Summer is when your fingers stick. Greasy and salty from the pool fries, sugary and sweet from the melting ice cream. While licking ice cream, we dream away for a few minutes on vacation, dive into the Dolce Vita before we go back to work or the next toddler crisis has to be dealt with. In the last normal summer, 2019, every single person in Germany dreamed up more than 119 scoops of ice cream on average. That’s what the Federal Association of the German Confectionery Industry (BDSI) calculated. 119 balls correspond to about 8.3 liters. In the meantime, consumption has dropped to “only” an average of eight liters, which should still be a whopping 100 balls. 100 balls that need to be well thought out.
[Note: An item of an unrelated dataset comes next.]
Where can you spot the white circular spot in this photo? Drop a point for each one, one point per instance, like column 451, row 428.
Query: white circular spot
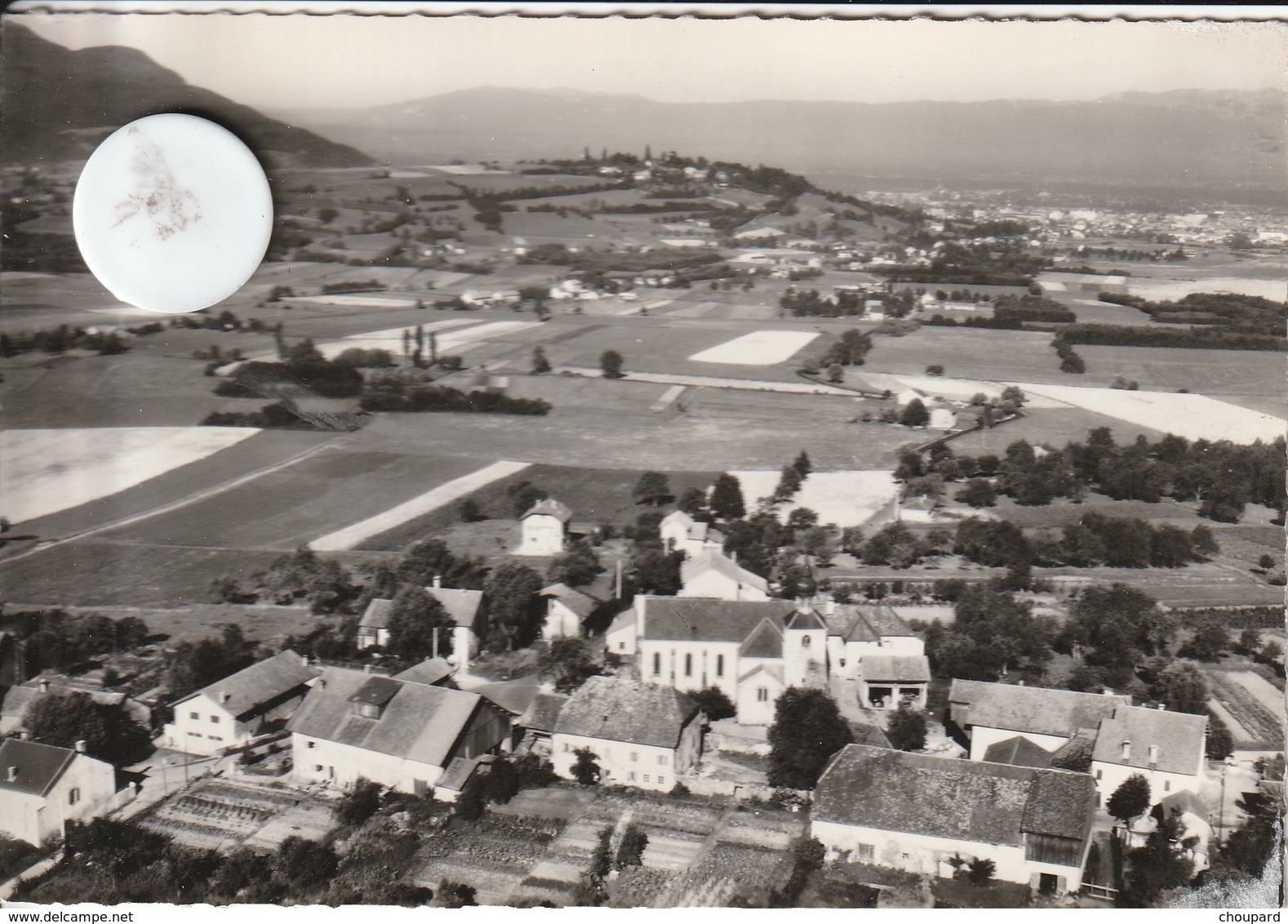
column 173, row 213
Not every ice cream parlor keeps what it promises. It starts with the supposed quality guarantors “homemade” and “from our own production”. Because these terms are not binding for ice cream at all, explains the consumer center. Ice cream parlors can therefore advertise with these words, but in reality they can mix ready-made powder or enrich a delivered basic ice cream. Visually, this is not necessarily recognizable for consumers. After all, you can even have the varieties delivered decorated with suitable food. A look at the range can help. According to Ökotest, genuine artisan ice cream parlors usually only offer a few carefully selected flavors. However, if in doubt, it is still advisable to ask the owner directly about the production method. You should pay attention to these factors the next time you buy ice cream so that you are not disappointed by inferior quality:

Artfully prepared ice cream

Is the ice cream piled up in the display in a particularly appetizing way? Then that can be an indication of emulsifiers, says Ökotest. But not always. There are also cooling systems that cool from above. And it is precisely these that keep the mountains in shape, even without the appropriate additives.

Vibrant colours

Often, when the color of the ice cream offered is too bright, this is due to coloring agents. Pistachio ice cream is more brownish than rich green, and ice cream with bourbon vanilla isn’t bright yellow either. The natural color is more of a light yellow.

crystals in the ice

Fresh ice cream is not only creamy, it also leaves a light greasy film on the palate. However, if it tastes “crystal”, then that can’t just be a sign that it’s older. The crystals in the ice indicate a break in the cold chain.

Ice melts (too) slowly

As soon as you hold the ice cream in your hand, it runs down your fingers. This is annoying, but actually a good sign. If it’s not frozen hard, but still melts slowly, this can be an indication of emulsifiers and stabilizers.

All clean?

If the hygiene is not right, this is a significant quality deficit. One indication of how seriously the owners take it when it comes to cleanliness is how they use the ice cream scoop. If it’s just carelessly dipped into the same murky water over and over again, that’s not a good sign. According to the Ökotest, dirty aprons or ice cream containers can also increase the number of germs in the ice cream. In addition, salespeople should never touch food, biscuits or money with the same hand.